A exportação de soja do Brasil foi estimada nesta quinta-feira em 15,78 milhões de toneladas em abril, aumento de 2,28 milhões de toneladas em relação ao mesmo mês do ano passado, na medida em que os embarques de uma safra recorde ganham ritmo, de acordo com a primeira projeção da Associação Nacional dos Exportadores de Cereais (Anec).

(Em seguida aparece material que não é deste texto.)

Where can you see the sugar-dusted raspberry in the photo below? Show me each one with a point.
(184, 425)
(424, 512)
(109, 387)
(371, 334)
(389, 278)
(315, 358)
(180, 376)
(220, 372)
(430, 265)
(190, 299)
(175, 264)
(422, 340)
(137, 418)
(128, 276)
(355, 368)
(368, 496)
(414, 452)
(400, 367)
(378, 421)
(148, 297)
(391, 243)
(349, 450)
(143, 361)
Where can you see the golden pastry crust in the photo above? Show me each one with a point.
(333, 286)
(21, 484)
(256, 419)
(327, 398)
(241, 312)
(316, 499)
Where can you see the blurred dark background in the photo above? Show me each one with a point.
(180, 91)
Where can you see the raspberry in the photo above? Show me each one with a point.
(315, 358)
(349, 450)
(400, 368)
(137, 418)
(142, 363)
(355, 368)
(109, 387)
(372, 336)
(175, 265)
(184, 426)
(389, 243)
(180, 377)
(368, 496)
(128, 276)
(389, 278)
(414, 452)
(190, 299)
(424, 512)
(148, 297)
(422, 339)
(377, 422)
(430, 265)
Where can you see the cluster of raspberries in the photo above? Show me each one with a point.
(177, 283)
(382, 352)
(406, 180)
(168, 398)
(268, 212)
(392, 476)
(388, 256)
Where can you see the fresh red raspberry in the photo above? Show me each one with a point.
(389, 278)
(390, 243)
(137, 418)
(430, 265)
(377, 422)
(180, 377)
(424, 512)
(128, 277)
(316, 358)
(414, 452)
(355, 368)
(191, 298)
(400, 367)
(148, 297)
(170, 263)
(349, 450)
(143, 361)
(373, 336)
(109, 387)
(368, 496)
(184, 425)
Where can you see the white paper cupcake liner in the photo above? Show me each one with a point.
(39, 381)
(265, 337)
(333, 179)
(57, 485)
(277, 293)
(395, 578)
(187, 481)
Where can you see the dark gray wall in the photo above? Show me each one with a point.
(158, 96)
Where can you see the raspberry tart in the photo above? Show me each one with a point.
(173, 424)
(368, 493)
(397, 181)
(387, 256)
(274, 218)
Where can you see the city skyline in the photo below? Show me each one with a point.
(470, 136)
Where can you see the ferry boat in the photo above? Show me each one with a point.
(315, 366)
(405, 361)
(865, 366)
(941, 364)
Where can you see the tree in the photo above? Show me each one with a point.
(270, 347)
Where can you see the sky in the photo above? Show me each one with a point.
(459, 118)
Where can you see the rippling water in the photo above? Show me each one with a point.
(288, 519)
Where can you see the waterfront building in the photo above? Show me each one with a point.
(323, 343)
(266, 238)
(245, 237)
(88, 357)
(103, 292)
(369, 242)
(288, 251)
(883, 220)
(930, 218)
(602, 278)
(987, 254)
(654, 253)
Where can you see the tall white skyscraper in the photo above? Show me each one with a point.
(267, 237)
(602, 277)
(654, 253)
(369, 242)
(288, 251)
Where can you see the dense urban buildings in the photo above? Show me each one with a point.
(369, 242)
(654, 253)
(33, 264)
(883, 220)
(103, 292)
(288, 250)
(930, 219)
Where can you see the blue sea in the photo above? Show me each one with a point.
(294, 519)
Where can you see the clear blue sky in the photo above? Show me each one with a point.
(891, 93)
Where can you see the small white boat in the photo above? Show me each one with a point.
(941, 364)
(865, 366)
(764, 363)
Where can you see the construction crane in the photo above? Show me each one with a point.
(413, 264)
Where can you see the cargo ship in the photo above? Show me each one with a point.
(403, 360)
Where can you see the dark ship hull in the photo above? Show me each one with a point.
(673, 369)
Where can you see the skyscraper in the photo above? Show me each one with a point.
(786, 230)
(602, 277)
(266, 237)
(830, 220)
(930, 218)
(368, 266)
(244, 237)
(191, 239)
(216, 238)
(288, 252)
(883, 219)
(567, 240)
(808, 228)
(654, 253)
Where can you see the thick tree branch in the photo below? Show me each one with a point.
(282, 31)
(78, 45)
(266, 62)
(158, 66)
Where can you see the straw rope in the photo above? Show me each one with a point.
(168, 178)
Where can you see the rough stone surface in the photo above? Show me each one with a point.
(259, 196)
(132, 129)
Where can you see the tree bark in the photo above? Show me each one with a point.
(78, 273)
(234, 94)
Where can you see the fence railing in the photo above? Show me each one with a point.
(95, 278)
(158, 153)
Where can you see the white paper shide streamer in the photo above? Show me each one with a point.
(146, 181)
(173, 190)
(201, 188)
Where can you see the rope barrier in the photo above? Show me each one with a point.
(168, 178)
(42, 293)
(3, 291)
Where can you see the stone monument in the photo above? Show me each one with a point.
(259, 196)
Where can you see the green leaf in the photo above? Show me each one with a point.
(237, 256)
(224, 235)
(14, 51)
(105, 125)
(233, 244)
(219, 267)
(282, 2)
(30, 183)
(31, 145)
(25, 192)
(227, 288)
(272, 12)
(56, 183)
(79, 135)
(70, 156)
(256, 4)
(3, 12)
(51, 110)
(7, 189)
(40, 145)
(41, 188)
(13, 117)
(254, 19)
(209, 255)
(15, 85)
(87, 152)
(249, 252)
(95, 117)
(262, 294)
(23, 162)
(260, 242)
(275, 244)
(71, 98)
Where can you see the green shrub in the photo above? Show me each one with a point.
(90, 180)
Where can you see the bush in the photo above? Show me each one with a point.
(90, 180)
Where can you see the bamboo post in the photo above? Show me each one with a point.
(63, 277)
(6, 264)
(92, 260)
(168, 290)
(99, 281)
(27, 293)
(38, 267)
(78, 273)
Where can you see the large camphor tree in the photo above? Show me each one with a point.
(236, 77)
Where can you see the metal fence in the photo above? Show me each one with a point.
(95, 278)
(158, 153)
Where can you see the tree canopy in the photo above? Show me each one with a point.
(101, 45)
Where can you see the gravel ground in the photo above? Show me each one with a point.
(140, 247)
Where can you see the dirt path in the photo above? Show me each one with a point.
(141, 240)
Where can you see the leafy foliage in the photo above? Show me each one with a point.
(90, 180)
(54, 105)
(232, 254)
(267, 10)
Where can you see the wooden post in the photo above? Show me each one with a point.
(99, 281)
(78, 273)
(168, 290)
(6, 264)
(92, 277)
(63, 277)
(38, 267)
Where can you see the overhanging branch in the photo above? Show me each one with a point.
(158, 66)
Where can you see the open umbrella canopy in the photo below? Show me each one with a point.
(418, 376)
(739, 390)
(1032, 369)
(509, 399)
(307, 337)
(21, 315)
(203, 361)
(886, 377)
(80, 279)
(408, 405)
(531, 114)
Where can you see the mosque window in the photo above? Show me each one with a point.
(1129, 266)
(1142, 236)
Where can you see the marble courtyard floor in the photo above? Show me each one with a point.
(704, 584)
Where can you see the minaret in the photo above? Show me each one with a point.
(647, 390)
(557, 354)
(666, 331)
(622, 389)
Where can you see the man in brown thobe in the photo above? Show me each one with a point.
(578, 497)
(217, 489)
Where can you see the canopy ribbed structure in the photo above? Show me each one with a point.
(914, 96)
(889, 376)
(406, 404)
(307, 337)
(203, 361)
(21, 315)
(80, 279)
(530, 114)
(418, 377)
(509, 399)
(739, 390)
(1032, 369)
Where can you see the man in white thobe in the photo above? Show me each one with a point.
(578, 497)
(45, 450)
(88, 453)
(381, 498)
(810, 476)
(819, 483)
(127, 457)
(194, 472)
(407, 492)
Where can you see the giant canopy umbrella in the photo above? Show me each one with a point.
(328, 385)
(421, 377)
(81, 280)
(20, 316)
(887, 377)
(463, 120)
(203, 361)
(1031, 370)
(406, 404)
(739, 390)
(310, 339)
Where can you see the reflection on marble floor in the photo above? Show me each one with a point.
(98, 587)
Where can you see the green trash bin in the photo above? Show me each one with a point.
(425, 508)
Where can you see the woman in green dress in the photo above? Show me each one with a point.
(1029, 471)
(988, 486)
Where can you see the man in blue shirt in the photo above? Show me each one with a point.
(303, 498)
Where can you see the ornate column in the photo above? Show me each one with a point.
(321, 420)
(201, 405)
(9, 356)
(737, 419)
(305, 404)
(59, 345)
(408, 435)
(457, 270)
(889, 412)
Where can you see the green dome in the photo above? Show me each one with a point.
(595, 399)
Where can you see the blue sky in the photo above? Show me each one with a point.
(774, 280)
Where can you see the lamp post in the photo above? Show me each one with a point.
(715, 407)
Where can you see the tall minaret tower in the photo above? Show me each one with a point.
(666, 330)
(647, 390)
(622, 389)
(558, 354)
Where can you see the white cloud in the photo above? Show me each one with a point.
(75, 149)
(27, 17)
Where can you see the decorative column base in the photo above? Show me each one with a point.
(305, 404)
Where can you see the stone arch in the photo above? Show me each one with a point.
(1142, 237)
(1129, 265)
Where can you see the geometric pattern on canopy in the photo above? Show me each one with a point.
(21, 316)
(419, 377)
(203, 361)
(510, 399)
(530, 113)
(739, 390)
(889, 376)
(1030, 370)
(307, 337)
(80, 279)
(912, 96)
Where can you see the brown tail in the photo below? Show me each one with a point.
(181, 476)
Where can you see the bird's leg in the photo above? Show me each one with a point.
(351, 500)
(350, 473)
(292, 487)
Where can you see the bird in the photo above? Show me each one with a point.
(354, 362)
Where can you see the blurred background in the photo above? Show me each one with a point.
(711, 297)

O volume representaria uma ligeira queda em relação a março, quando os embarques de soja somaram um recorde para qualquer mês de 15,84 milhões de toneladas, com alta anual de aproximadamente 100 mil toneladas, conforme os dados da Anec, a maior marca anterior era de março do ano passado.
“O Brasil alcançou um volume recorde de exportação de soja no mês de março… Com a produção em constante expansão, é natural esperar novos recordes mensais, reforçando a posição do país como o maior produtor e fornecedor mundial de soja”, disse a Anec, em comentário enviado à Reuters.
Segundo a associação, as exportações tomaram “bom ritmo” em março após os embarques terem ficado abaixo das expectativas em meses anteriores por chuvas e um atraso na colheita.
A safra brasileira de 2026, já com colheita superando 80% da área até a primeira semana de abril, havia sido estimada em março em recorde de 177,85 milhões de toneladas, alta de 3,7% sobre 2025, segundo dados da Abiove, associação de tradings e processadoras, assim como a Anec.
Março é tradicionalmente um dos meses com maiores volumes exportados da oleaginosa pelo Brasil, justamente por contar com a soja recém-colhida, mas houve relatos de intercorrências no início do mês, como a suspensão de embarques pela Cargill, enquanto o Ministério da Agricultura adotava uma fiscalização fitossanitária mais rigorosa para exportações à China, maior importador.
Depois disso, uma missão do governo brasileiro e do setor privado esteve no país asiático para discutir um novo protocolo fitossanitário para a exportação à China.
Para o mês de abril, a programação de navios prevê embarques de 16,7 milhões de toneladas de soja, disse a Anec.
O “lineup” robusto indica a possibilidade de revisões para cima na projeção para abril, além de indicar uma pacificação na questão relacionada à China, principal importador.
Nos três primeiros meses de 2026, a China foi destino de 75% das exportações brasileiras de soja, seguida da Espanha (5%), Turquia (4%), Tailândia (3%), entre outros, como Paquistão, Argélia, México, Holanda, Taiwan e Irã, segundo dados da Anec.
Mantida a atual previsão para abril, as exportações brasileiras de soja devem somar 42,86 milhões de toneladas no primeiro quadrimestre de 2026, crescimento de cerca de 7% em relação ao mesmo período do ano passado, com avanços em janeiro, quando havia mais estoques da safra anterior, além de março e abril.
Efeitos da guerra
Já a exportação de farelo de soja do Brasil deve alcançar 2,7 milhões de toneladas em abril, contra 2,15 milhões no mesmo período do ano passado e 2,24 milhões de toneladas em março, segundo a Anec.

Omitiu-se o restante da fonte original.